There was some concern that his role in Dadashev's tragic passing might cast a pall over Subriel, affecting his future performances - but I'm happy to report that versus Eniz he looked confident and composed, and responded to a rally by Eniz in the 4th round by savaging him in the 5th. You never can predict how such things will impact the surviving fighter going forward - they can process their feelings about it and then move on to achieve great careers, like Sergey Kovalev after Roman Simakov, or they can never be the same. In a morbidly curious side by side parallel, we also had Carlos Adames in action last night, losing to Patrick Teixeira in his first outing since he fought Patrick Day (within a month of Matías vs. Dadashev, with the same disastrously unfortunate result). I haven't seen that match yet, but have seen both fighters before and wouldn't have bet on Teixeira in that one, had Adames been his original self.

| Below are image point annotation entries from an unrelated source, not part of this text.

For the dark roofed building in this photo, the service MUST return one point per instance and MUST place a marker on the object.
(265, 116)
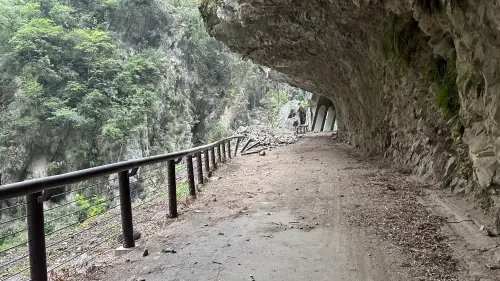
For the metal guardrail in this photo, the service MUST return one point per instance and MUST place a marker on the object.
(38, 191)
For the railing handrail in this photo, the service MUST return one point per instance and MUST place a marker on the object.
(23, 188)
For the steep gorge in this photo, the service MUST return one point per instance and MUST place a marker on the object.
(415, 81)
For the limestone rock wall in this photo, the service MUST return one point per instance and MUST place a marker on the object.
(416, 81)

Matias is a very high volume heavy handed fighter. This guy is a monster who I'm sure Josh Taylor will avoid when he's called up as his mandatory.
Clarification (on @CST80's advisement) - it wasn't the Adames fight after which Patrick Day collapsed and later died, but I do believe taking a 10 round beating from him and then having another ten hard rounds with Conwell just a few months later was a major contributory factor in his passing. Had it just been the Conwell fight in a vacuum, he would probably be alive today.
A fight with Subriel against either Josh or Regis is almost too difficult to imagine. Those fights would be so fucking good...
I don't know who's promoting Matias but he should be considered a total dream for any one of the big boys in the game. He's an exciting, physically imposing, technical beast who packs a serious punch. Who can't like that in a boxer? I'm watching his next fight for sure.
I don't think any of those guys have too much of a chance if they can't adapt to shift stepping which is very difficult to read and counter.
The bazooka-packing Fajardeño is actually within a couple of spots of the mandatory position for both José Carlos Ramírez (in the WBC) and Josh Taylor (in the IBF). While the fight with Taylor would be absolutely EPIC, my preference would be to see him expose JCR first. That's a guaranteed world title belt (actually, two, since the WBO likely would sanction it for their belt as well, also held by Ramírez; they have Matías ranked #10) ...and unification would just make Taylor vs. Matías all the bigger an event.